The second and third are Sepal and SpatialDE, with median scores of approximately 0.41 and 0.32, respectively. The remaining methods are close to zero.
River’s attribution module can assign meaningful scores to each gene, prioritizing those with differential spatial expression patterns. Validation shows River consistently assigns higher scores to true DSEP genes, with significant score differences from background genes.
Tracking gene 'temporal changes'
Most existing studies focus on spatial gene expression within the same slice, neglecting changes over time.
The team applied River to analyze the Stereo-seq dataset of mouse embryos across eight developmental stages. In this context, genes identified as differential may include both spatial and non-spatial changes.

Figure 3: Analysis of mouse embryo across eight developmental stages.
Visualizations confirm that the prioritized genes identified by River show spatiotemporal changes along the developmental axis.
The embedded spatial features effectively distinguish different stages, outperforming the use of 2000 highly variable genes. Conversely, low-priority genes selected by River cannot distinguish stages.
Genes with similar pairwise scores tend to be close in time, showing better clustering, demonstrating River’s ability to capture non-spatial gene expression changes during development.
Practical demonstrations
In real biological scenarios, River also demonstrates strong performance.

Figure 4: Application on slide-seq dataset.
River can identify DSEP genes involved in spermatogenesis affected by diabetes, as well as genes like Prm1 and Prm2 linked to testicular and embryonic cell loss in diabetes.
It also shows strong generalization ability beyond spatial transcriptomics, demonstrated on the MERSCOPE brain dataset, processing over 70,000 cells in about 7 minutes with three repetitions.
River can process 3 million cells in 5 hours, with near-linear scaling as cell numbers increase. Its large-scale processing capability will become a powerful tool for researchers as datasets grow in size and complexity.
Advancing to a higher level
Results indicate that River is not just a simple differential gene expression or SVG recognition method but is specifically designed to identify DSEPs without limiting assumptions on slices or cell independence.

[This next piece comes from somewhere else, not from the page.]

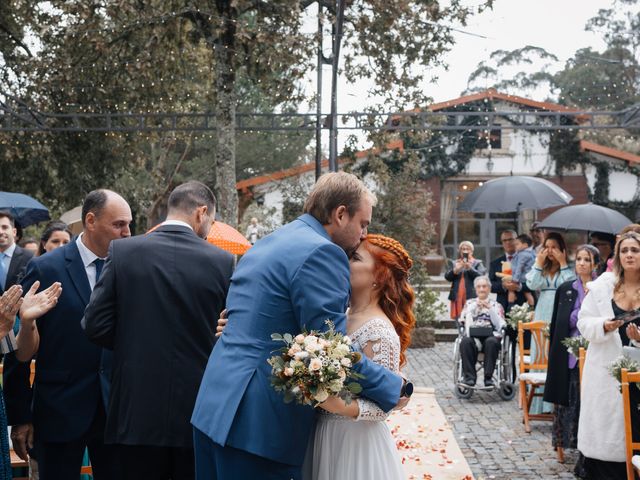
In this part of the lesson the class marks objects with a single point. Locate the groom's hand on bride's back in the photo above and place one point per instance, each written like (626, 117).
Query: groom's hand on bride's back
(405, 393)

The emergence of the River framework offers a new perspective for solving differential spatial expression pattern recognition, shifting analysis from static to dynamic spatial pattern parsing.
While results may be influenced by external alignment algorithms, most applications are unaffected, and River can seamlessly integrate with advanced alignment methods to improve performance.
Future research may incorporate contrast modules to strengthen the framework, though batch effects remain a challenge to address.